The petroleum company returned to profit on Tuesday with a net profit of $1.79bn. Replacement cost profit was $1.85bn, far below the $4.5bn that analysts were predicting.
The third quarter profit came after a loss of $17.2bn in the second quarter but remained lower than a profit of $5.34bn from the previous year.
Speaking to Al Jazeera, David Buik, a market analyst at BGC Partners, said: "We have to remember in BP's defence that there was no production in the Gulf at all, and that was responsible for 10 per cent of income for BP.
"I would hope in the next few years we will see a very strong performance."
Replacement cost profit was $1.85bn, well below analysts' forecasts.
Earnings were dented by a pretax charge of $7.7bn, bringing the total charges this year to $39.9bn.

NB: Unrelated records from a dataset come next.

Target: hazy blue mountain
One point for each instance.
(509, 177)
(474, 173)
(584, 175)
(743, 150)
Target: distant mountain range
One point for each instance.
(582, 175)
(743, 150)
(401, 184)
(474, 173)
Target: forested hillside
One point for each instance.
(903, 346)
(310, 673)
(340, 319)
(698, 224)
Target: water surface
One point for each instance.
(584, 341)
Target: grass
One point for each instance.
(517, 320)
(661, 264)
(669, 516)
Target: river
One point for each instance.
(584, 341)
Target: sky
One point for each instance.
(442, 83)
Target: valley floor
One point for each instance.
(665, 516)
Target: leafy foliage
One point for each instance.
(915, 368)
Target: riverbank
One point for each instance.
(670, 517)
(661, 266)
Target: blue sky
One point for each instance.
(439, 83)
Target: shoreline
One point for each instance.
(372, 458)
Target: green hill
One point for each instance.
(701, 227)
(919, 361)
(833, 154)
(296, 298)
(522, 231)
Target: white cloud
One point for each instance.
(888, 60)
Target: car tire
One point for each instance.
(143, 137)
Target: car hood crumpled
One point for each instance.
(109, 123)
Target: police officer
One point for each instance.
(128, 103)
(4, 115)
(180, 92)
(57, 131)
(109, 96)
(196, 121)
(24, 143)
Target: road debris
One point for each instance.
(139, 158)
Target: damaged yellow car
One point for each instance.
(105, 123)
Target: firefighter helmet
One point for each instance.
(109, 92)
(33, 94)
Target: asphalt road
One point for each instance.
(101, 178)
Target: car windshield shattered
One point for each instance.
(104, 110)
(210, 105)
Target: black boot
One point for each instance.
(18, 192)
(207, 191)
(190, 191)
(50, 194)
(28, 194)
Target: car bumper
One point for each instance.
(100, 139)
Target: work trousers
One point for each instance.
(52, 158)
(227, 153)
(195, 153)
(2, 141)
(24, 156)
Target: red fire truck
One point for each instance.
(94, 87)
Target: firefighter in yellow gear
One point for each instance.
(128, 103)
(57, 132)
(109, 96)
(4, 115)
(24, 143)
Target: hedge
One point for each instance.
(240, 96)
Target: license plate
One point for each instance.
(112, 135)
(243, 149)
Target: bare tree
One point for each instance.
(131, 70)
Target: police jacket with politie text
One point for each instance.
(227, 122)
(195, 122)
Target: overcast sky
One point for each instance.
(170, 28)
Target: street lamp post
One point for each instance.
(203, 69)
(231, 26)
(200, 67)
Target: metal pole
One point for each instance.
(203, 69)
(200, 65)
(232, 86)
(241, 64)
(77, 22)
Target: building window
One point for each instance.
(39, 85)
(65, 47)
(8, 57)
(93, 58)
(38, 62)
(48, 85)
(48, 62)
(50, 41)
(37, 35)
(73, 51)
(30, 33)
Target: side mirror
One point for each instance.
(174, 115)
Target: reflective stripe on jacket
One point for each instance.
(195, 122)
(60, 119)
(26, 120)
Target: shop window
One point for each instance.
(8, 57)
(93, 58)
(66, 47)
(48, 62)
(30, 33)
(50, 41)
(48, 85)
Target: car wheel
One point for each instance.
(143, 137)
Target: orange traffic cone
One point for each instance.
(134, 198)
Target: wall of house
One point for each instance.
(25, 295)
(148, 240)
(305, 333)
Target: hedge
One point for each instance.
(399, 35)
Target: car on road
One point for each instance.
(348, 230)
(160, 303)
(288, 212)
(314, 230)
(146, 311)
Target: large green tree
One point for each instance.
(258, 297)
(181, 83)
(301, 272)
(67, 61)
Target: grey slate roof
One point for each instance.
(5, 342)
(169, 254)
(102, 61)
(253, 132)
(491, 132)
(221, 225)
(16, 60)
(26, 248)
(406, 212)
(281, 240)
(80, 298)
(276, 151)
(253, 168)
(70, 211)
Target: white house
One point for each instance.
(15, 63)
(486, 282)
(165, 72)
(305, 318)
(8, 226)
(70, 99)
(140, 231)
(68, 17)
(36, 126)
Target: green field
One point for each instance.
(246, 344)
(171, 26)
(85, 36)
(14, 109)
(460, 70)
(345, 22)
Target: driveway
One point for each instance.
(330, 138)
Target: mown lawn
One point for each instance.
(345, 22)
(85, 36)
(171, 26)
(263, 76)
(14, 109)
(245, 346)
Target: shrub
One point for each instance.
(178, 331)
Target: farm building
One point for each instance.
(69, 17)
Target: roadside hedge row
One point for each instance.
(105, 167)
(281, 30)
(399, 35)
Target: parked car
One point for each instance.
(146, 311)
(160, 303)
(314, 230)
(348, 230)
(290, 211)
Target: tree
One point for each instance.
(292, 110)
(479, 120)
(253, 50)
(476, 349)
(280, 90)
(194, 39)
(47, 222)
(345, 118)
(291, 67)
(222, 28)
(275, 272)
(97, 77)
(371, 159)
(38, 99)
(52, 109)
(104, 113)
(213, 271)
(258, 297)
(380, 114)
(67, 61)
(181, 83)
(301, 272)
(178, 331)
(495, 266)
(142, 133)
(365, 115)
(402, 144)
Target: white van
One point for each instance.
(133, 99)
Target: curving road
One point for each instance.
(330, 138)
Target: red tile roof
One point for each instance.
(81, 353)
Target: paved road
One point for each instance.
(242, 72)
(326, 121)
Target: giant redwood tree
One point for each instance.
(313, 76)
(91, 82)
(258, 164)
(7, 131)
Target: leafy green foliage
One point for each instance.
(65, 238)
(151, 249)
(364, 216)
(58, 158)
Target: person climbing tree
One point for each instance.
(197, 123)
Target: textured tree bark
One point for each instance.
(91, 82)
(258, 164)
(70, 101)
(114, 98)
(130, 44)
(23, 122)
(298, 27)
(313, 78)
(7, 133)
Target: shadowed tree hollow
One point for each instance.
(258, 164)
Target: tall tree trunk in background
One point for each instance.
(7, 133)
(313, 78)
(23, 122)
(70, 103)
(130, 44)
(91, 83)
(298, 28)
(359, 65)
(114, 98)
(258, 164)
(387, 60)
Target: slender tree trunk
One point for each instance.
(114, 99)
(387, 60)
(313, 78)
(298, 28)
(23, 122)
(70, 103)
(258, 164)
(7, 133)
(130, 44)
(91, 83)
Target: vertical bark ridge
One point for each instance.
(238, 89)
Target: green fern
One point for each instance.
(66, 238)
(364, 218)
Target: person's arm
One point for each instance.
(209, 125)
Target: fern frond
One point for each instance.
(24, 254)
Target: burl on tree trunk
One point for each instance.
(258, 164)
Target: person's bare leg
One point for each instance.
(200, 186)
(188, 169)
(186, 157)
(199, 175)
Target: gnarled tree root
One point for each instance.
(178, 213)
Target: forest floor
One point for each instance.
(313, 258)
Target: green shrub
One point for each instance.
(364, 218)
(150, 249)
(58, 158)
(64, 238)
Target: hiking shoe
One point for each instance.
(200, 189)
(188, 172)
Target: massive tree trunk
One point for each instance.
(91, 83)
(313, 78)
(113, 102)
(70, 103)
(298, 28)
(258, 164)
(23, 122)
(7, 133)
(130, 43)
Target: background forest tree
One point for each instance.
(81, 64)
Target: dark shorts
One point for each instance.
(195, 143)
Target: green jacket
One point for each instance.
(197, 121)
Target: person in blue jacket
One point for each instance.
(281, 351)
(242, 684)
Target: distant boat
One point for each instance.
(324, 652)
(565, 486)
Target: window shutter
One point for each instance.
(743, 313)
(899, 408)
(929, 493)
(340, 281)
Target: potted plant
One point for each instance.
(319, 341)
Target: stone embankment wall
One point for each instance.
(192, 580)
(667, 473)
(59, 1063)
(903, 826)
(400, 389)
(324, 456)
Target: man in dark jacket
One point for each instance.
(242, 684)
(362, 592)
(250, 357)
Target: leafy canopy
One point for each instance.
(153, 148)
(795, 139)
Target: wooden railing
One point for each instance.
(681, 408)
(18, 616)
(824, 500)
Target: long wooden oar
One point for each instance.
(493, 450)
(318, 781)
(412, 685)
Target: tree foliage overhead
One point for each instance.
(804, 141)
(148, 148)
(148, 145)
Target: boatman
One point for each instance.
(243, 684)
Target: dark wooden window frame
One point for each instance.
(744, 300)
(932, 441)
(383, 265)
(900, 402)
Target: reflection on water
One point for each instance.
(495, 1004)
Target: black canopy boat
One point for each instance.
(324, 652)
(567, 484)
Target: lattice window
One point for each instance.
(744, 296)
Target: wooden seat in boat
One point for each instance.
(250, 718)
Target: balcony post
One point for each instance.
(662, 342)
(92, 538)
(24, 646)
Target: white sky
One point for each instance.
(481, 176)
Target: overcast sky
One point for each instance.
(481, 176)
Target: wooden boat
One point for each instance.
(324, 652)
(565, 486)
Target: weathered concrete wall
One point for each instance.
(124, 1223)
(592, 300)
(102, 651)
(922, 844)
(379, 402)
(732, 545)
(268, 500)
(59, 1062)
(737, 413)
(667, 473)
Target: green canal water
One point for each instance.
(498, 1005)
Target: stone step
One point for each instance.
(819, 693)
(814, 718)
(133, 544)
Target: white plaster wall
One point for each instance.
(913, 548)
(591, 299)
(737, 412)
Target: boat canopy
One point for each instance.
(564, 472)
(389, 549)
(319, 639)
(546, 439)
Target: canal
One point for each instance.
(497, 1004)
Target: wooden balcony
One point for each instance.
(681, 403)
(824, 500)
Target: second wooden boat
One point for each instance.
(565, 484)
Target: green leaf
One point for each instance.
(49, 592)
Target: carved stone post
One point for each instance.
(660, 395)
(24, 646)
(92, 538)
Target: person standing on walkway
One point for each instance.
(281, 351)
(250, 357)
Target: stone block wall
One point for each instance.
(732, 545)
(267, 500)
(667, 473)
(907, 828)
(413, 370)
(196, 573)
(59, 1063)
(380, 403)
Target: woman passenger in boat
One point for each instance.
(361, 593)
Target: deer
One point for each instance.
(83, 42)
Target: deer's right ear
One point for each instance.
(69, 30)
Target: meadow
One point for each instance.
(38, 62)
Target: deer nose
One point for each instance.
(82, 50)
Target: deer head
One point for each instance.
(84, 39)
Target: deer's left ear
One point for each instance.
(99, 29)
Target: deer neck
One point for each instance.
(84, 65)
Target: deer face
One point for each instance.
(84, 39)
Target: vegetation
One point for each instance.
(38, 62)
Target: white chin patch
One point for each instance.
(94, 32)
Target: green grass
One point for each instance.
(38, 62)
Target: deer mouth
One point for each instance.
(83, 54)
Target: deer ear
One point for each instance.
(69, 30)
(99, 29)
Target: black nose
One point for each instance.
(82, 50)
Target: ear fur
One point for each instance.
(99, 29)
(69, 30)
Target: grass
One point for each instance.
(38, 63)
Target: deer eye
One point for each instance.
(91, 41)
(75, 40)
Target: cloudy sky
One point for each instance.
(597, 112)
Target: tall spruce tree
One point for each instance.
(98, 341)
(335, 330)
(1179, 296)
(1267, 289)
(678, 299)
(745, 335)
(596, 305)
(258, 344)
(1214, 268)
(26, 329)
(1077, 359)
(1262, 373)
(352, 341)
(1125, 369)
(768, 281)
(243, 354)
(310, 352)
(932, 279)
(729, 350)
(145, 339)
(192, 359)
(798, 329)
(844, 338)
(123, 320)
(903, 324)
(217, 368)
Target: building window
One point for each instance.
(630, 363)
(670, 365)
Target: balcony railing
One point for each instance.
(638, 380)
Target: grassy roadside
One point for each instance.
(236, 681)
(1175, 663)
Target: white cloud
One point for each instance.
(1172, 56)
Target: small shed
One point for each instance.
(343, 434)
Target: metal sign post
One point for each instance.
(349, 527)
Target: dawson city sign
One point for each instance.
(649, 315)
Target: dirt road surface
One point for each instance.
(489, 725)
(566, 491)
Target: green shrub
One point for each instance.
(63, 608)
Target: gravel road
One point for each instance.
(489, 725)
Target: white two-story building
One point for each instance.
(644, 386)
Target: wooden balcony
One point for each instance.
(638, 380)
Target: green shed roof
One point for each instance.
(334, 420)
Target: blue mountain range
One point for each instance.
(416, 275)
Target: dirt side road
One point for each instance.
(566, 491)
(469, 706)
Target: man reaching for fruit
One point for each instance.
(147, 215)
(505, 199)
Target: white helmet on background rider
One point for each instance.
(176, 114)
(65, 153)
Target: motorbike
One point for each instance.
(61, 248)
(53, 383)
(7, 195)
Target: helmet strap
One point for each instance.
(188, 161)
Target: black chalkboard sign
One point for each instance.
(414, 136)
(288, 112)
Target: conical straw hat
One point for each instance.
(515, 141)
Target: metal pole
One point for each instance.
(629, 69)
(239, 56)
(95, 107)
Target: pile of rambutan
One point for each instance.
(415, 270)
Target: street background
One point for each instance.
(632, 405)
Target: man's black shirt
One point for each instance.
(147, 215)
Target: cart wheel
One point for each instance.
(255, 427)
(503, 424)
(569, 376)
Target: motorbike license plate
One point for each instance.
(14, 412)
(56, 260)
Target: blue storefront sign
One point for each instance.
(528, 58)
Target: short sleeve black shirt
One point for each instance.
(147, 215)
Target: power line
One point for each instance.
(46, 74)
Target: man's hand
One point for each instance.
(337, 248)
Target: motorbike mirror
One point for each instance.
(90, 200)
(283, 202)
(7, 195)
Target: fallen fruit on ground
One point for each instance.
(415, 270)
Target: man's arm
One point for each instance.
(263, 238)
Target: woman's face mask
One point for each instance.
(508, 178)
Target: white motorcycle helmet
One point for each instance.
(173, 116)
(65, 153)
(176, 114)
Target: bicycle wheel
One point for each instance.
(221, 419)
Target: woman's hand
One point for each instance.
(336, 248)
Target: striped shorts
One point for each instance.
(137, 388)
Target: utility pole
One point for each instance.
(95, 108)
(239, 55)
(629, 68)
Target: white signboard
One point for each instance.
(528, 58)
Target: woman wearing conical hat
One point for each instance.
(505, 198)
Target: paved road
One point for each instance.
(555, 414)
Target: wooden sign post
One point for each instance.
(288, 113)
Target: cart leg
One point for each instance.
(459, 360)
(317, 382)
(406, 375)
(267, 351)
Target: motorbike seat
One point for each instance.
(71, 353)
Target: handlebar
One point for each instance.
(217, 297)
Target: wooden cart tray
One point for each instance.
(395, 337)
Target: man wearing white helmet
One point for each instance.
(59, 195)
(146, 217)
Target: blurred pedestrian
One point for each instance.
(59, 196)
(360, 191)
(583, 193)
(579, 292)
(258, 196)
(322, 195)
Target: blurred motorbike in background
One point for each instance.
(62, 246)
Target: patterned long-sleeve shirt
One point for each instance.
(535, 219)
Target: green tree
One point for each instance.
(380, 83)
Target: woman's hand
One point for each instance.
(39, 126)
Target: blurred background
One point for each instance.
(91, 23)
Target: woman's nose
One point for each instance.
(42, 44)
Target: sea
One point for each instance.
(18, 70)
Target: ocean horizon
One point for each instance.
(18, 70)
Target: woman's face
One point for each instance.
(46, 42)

BP's exploratory Macondo well blew out on April 20, and continued gushing out oil until July 15.
The third-quarter report was the first for the company under Bob Dudley, its new chief executive, who replaced Tony Hayward.
Third-quarter expenses included the spill response, containment, relief well drilling, grants to affected US states, claims paid and money owed to the US government.
"The amount provided for future costs reflects ongoing response, remediation and assessment efforts, BP's commitment to the Gulf of Mexico Research Initiative, estimated legal costs expected to be incurred in relation to litigation, remaining payments to the escrow account, claims centre administration costs and an amount for estimated penalties for strict liability under the Clean Water Act," BP said.
BP is building up an escrow fund to pay for the spill by raising around $30bn from selling assets.
It has already has raked in around $9bn from the sale of assets in Egypt, Canada, the US and Colombia.